図6】建物内部の各部の距離や寸法の例を示す図である。
【発明を実施するための形態】
【0017】
以下、図面を参照して、火災報知システムの副受信機を利用して本発明に係る避難経路表示装置を構成した場合の実施形態について説明する。図1は、避難経路表示装置としての副受信機を備えた火災報知システムの概略構成を示すブロック図である。
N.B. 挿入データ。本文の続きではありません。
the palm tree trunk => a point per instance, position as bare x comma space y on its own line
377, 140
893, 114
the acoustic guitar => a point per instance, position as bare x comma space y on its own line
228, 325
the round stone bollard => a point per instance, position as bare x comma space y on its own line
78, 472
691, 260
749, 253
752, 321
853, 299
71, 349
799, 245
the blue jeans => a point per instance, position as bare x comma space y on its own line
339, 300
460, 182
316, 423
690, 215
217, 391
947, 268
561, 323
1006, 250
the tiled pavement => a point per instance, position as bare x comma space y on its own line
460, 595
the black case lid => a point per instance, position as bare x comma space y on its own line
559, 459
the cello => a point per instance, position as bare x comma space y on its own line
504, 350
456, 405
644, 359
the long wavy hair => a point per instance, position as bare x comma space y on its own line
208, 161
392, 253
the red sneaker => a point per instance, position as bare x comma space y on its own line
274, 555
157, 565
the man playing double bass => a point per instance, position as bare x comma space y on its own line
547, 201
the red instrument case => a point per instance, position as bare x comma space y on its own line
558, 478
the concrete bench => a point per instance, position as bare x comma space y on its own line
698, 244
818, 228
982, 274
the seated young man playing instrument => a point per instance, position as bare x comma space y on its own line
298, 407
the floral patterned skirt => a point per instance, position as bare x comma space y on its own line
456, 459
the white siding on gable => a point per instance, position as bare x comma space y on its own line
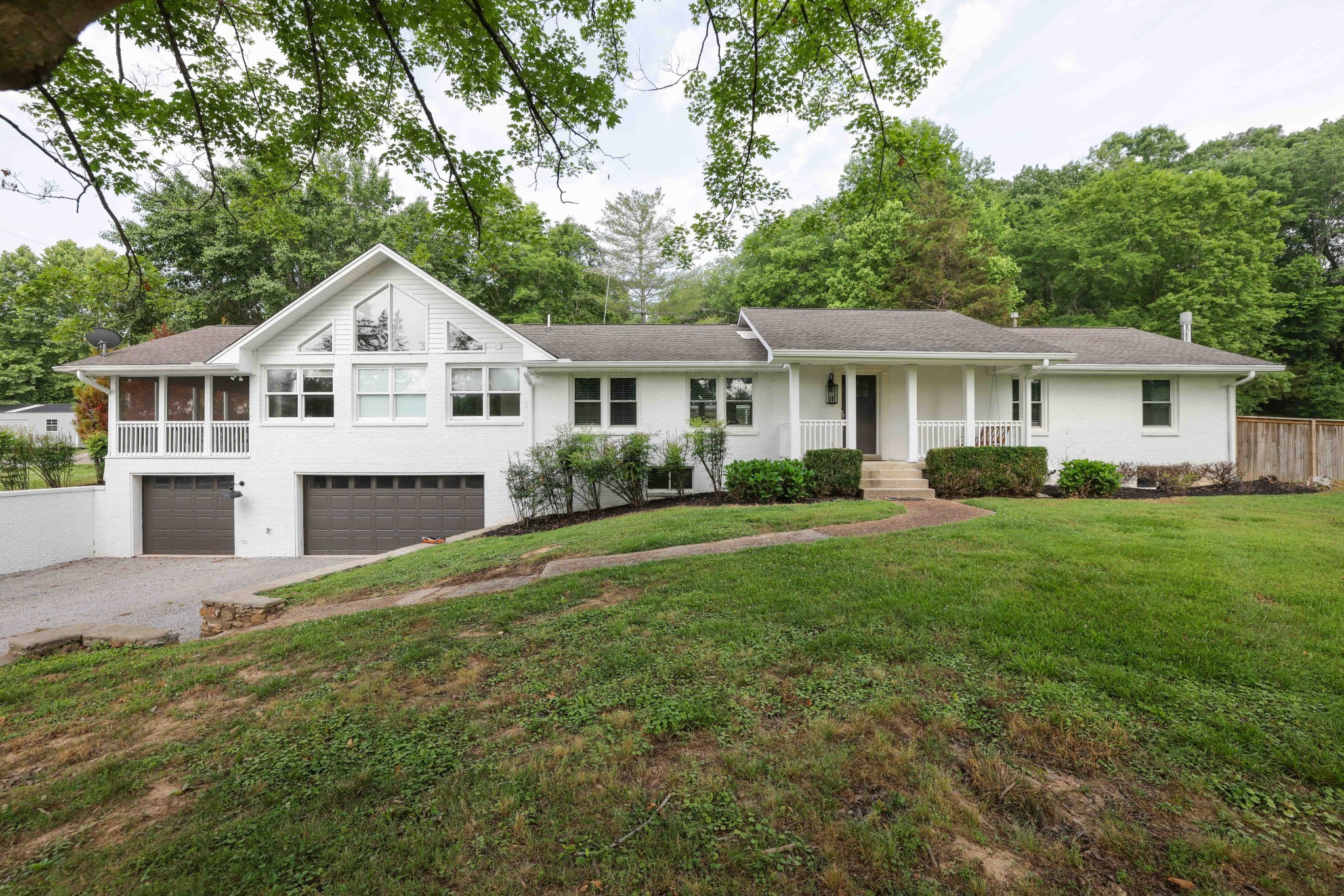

本実施形態の火災報知システムは、図1に示すように、ビル等の施設の所定エリア内の所定箇所に配設されている複数の火災感知器11と、火災感知器11からの火災検出信号を、感知器回線12を介して受信する火災受信機13と、伝送線14を介して火災受信機13から送信される情報信号に基づいて火災受信機13と同様な表示を行う避難経路表示装置としての副受信機15とを備えている。
【0018】
火災感知器11は、例えば熱、煙、炎などの火災に伴う異常現象の発生を検出すると、火災検出信号(発報情報)を、感知器回線12を介して火災受信機13へ送信する。なお、火災感知器11からの火災検出信号は中継器を介して火災受信機13へ送信されるように構成しても良い。中継器には、地区ベルや防排煙設備が接続される回線も接続される。
また、火災感知器11は、火災検出信号に自己の通信アドレスを付加するタイプの感知器が望ましい。火災受信機13は、自身の記憶装置に記憶されている情報(感知器のアドレスと設置位置との対応を示すリスト等)を参照して、火災検出信号に含まれている火災感知器の通信アドレスに基づいて火災の発生場所を特定する。
【0019】
火災受信機13は監視対象となる建築物の防災センターや管理室に設置され、各所に設置された火災感知器11の作動を集中監視し、作動時には火災受信機自身及び各地区のベル等の音響装置を鳴動させて火災警報出力を行う機能、地区ベル鳴動や排煙などの連動制御を行う機能、および火災の発生箇所を表示部に表示する機能を有する。
副受信機15は、火災受信機13と同様に火災の発生箇所を表示部に表示する機能及び火災警報音響出力機能を備えており、火災受信機13が設置された防災センターや管理室以外の場所においても火災監視状況を確認できるようにするために設置される。
【0020】
また、本実施形態の火災報知システムにおいては、副受信機15が配設されているエリアの火災感知器11の火災検出信号(発報情報)が信号線16を介して副受信機15へ伝送されるように構成されている。従って、副受信機15は、自身が配設されているエリア(フロア)内のどこで火災が発生しているか把握することができる。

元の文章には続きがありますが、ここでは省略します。